Ce problème est loin d'être nouveau. Il était particulièrement prononcé au Moyen Age, lorsque la pensée scientifique naissante contredisait sévèrement la doctrine religieuse acceptée. Les scientifiques de la fin du Moyen Âge ont confronté ce conflit avec des résultats surprenants.

Certaines ont rejeté des théories qui avaient été rigoureusement prouvées, parce que les idées étaient en conflit avec le christianisme - et donc toute leur vision du monde. D'autres ont regardé ces idées contradictoires - scientifiques et chrétiennes - et acceptées d'une manière ou d'une autre. La société européenne était religieuse et sa perspective était chrétienne. Que devaient faire les scientifiques face à une théorie convaincante, telle que le monde était éternel, si pour un chrétien la vérité était la création? En tant que scientifiques, ils considéraient la théorie comme scientifiquement vraie, mais en tant que chrétiens, ils croyaient en la création.

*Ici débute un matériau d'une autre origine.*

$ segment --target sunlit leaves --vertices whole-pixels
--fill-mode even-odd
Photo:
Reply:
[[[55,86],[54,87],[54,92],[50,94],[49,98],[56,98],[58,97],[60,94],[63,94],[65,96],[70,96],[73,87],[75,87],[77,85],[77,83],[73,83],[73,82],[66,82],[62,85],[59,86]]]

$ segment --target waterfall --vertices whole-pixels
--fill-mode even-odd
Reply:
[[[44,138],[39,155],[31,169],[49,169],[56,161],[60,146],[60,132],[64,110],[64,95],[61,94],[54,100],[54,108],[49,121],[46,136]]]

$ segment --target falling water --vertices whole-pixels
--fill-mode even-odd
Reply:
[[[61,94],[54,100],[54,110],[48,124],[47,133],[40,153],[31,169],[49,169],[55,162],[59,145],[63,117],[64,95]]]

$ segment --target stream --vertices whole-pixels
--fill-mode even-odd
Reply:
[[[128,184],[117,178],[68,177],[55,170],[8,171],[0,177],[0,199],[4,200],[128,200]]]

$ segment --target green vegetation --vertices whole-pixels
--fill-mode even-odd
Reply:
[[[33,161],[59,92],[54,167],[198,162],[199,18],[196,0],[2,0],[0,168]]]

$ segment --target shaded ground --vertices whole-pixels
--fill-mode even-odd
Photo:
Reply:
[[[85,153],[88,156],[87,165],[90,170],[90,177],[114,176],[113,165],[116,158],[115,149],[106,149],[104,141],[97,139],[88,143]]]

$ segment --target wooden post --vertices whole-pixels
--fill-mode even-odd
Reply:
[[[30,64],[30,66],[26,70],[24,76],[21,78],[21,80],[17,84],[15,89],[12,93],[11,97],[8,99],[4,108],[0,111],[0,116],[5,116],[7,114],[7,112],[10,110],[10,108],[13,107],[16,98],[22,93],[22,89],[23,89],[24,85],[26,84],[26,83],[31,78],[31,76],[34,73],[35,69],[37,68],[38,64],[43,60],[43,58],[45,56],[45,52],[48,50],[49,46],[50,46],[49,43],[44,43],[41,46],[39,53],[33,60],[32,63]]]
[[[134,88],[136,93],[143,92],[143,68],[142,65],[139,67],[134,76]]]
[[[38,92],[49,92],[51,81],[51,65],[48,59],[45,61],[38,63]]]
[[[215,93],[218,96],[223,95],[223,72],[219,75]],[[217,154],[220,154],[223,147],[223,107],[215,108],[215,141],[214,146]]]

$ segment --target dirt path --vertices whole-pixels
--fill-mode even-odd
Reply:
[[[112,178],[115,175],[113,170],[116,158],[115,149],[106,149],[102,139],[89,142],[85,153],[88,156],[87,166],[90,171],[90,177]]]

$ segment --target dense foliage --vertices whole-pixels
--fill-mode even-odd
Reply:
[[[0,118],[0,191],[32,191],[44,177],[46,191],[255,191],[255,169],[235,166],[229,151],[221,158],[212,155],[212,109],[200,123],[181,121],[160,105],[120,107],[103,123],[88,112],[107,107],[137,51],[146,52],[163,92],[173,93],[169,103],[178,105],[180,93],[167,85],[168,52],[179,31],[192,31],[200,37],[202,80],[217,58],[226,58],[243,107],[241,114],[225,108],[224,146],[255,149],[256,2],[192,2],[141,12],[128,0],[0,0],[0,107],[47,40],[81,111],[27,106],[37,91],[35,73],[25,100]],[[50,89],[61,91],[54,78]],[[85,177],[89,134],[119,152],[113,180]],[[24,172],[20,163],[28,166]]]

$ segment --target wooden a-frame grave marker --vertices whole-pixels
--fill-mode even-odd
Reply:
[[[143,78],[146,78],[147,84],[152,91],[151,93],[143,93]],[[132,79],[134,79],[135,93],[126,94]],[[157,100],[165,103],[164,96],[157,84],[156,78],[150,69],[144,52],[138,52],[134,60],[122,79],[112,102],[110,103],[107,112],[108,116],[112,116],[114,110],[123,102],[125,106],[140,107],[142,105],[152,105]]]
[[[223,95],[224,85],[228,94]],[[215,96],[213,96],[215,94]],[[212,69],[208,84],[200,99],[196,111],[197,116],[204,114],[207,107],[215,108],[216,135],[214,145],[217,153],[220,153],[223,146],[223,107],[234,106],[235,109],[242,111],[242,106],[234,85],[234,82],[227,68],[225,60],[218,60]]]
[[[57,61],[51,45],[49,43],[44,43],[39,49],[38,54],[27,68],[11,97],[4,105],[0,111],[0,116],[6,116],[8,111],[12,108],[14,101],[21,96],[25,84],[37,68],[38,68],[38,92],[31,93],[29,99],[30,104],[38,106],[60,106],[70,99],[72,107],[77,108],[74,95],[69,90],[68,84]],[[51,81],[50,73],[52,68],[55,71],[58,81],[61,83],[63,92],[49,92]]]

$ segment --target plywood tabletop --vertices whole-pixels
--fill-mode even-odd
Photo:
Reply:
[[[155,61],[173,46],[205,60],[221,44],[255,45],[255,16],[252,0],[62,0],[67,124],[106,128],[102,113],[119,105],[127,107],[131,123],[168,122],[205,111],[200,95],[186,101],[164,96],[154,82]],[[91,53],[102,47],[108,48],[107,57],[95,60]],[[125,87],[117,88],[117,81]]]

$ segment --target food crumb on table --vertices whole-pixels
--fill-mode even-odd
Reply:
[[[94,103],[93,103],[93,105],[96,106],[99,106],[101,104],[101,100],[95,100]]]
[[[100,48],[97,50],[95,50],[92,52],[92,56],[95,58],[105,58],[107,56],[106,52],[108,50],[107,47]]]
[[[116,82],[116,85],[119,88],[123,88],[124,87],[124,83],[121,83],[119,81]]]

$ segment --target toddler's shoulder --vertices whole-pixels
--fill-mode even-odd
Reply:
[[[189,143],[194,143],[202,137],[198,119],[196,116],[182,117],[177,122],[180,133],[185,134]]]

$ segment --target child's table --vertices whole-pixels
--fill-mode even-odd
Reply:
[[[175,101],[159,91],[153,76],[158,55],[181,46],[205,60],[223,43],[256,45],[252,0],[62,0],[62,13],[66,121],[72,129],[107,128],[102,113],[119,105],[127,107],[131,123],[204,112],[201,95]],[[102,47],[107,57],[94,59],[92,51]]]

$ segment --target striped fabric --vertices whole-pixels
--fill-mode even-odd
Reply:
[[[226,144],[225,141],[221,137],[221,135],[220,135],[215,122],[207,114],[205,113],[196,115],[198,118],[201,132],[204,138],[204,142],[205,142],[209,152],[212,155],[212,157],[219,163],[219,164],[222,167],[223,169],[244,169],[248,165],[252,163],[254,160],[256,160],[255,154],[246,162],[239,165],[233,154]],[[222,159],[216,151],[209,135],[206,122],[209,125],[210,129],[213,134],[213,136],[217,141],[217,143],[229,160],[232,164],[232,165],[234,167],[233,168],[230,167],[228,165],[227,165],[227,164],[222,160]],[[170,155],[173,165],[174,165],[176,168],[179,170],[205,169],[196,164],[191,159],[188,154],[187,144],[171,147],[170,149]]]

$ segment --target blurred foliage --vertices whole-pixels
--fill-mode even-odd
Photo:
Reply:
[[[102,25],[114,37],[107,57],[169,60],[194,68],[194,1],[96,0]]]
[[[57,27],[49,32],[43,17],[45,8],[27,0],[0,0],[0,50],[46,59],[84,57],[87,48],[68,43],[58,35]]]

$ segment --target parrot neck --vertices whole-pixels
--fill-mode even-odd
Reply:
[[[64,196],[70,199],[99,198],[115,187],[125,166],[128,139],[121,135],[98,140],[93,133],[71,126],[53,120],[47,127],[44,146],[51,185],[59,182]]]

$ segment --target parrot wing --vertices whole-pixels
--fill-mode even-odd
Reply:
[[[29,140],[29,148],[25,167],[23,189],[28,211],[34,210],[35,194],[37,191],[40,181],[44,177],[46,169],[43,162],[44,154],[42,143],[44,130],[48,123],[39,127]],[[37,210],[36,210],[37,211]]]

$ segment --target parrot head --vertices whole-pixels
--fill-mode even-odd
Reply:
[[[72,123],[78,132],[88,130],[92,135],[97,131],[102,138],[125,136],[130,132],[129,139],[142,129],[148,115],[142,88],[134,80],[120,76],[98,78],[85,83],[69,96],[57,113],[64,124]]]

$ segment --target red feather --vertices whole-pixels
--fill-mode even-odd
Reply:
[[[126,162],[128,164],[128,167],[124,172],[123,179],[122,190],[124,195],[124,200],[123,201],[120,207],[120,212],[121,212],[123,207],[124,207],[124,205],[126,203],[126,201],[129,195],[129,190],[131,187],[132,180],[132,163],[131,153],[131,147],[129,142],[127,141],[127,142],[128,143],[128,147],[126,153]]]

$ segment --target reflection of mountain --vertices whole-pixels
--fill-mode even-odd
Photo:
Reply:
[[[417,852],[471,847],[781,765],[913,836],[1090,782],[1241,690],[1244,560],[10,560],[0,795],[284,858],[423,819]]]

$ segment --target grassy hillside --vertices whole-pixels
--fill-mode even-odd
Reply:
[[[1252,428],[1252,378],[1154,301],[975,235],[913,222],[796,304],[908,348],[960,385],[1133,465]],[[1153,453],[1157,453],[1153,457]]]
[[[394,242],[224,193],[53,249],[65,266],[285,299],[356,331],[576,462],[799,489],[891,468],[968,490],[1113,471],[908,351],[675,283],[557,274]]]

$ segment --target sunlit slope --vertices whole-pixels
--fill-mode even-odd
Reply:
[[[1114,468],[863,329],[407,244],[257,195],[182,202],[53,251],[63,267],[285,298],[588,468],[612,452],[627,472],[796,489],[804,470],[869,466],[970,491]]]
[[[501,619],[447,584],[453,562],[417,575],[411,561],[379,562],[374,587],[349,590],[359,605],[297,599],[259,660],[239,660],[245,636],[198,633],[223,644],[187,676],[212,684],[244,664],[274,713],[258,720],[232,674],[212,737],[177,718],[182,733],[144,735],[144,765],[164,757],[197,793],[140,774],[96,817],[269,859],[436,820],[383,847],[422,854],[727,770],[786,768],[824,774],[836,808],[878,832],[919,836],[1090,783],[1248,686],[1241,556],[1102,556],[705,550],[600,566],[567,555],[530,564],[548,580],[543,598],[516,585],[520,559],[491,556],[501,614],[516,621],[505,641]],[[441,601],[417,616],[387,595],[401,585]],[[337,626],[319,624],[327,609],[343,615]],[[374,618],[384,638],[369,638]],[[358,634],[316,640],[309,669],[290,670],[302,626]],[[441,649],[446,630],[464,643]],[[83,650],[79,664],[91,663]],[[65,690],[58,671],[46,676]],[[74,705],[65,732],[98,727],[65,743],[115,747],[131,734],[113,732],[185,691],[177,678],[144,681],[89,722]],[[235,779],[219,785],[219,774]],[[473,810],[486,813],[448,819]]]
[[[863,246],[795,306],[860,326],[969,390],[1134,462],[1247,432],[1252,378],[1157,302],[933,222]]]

Les historiens appellent ce phénomène la "double vérité". À l'époque médiévale, la double vérité préservait les identités scientifiques et chrétiennes conflictuelles et la participation au consensus chrétien de la société. Aujourd'hui, quelqu'un dans cette position pourrait, d'un point de vue scientifique, accepter la théorie de l'évolution de Darwin, mais aussi, selon leur foi, que Dieu fait Adam hors de la poussière, et Eve de la côte d'Adam.

Une tension serrée

Le problème à l'époque médiévale a surgi au cours de la révolution scientifique aristotélicienne du 13ème siècle. Les livres d'Aristote, nouvellement traduits en latin, avaient établi une science nouvelle et précieuse. Des travaux tels que Physique et Sur l'âme exposer des principes convaincants expliquant comment le monde et l'esprit humain ont fonctionné.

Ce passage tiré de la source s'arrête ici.